Soundy | 05-24-2009 07:28 AM | ... Quote: Appeasing TV gods costs NHL its dignity Cam Cole, Canwest News Service
Published: Saturday, May 23, 2009
Every time you think the National Hockey League can't possibly sink any lower in its subservience to the great god Television, Gary Bettman's outfit gives us fresh evidence there is still plenty of grovelling room in the subbasement.
Here's the latest embarrassment: the league announced Friday that unless both the Eastern and Western conference final series ended in sweeps--meaning by Tuesday night, when the Pittsburgh Penguins would play their Game 4 in Raleigh, N. C. -- the Stanley Cup final would not begin until June 5.

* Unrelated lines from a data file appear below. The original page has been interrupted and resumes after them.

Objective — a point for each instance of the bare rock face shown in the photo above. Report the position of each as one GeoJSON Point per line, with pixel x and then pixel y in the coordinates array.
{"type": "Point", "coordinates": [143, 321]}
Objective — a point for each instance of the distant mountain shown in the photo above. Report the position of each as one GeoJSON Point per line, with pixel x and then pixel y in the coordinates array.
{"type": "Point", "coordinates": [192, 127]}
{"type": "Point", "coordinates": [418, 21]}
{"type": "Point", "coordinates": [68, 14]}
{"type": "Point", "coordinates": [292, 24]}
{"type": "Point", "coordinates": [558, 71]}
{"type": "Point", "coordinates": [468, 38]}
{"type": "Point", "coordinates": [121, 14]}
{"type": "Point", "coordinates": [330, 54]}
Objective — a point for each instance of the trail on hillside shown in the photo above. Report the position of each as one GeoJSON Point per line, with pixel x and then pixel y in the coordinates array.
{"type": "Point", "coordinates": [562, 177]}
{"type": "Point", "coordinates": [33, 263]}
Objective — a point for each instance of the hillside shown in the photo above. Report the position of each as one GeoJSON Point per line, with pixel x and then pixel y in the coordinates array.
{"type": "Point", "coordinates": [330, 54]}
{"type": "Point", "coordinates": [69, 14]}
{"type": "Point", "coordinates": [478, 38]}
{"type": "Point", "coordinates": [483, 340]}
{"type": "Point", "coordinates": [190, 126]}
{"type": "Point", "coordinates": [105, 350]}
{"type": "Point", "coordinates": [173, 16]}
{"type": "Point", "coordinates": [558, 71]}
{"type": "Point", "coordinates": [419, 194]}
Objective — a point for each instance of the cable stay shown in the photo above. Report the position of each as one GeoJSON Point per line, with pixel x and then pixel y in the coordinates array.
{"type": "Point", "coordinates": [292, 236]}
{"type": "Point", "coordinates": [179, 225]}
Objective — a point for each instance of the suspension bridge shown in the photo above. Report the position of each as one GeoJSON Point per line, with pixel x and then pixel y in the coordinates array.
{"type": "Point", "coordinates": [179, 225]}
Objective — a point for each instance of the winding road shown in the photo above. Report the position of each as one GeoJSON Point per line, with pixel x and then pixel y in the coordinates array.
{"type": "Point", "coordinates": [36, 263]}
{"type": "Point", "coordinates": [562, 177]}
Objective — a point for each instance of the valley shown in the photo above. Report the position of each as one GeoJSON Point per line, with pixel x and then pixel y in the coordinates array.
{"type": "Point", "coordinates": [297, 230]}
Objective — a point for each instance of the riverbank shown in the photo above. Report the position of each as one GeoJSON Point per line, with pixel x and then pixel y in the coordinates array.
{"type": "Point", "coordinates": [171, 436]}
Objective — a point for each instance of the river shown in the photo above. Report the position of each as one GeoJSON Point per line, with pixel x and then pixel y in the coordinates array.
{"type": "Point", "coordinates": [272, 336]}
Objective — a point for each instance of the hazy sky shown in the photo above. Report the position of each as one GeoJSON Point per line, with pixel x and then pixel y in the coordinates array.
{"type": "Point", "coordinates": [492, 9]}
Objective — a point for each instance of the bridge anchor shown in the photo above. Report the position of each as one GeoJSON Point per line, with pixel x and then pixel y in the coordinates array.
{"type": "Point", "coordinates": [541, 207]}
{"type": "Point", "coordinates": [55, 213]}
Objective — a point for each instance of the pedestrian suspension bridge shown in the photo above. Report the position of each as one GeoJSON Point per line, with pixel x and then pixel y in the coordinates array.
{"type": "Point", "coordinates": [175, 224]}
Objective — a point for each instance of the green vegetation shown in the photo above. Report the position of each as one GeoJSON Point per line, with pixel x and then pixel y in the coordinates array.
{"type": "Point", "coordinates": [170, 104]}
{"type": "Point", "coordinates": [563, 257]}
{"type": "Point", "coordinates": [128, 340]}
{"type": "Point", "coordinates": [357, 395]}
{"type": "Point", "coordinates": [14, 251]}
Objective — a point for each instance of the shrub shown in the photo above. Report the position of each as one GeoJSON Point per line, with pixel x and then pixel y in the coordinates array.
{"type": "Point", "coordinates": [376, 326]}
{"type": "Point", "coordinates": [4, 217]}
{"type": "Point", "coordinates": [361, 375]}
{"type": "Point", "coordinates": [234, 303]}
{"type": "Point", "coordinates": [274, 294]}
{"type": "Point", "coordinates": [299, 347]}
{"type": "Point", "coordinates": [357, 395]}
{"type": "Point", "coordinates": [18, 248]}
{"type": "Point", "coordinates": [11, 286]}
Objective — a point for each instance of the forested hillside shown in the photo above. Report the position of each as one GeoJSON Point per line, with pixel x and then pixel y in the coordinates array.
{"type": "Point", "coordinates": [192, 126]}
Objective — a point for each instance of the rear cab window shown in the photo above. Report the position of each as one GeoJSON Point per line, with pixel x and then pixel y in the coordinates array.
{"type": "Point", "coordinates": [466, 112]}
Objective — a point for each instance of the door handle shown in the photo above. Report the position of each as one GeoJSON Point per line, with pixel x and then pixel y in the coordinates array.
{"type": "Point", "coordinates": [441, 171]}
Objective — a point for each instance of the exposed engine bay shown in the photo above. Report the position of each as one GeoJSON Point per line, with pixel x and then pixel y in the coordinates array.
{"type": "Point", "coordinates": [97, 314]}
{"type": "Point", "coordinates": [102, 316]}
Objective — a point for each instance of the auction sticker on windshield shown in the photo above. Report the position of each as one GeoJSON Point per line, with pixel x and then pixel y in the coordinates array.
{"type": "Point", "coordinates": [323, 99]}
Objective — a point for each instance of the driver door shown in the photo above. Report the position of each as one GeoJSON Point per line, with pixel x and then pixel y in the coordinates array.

Now, never mind that this could mean 10 days between games for the Penguins if, say, they were to sweep Carolina while Detroit took even five games to polish off the Chicago Blackhawks. The Wings, under that scenario, would go eight days between games.
It's worse than that.
After lollygagging through the first three rounds of playoffs with nonsensical extra off-days thrown in willy nilly, the NHL is prepared to play Games 1 and 2 of the Cup final on back-to-back nights, because NBC is weak in prime time on Fridays and Saturdays, and will deign to telecast both games if the NHL doesn't mind twisting itself into a pretzel to co-operate.
And in that case . . . well, do the math.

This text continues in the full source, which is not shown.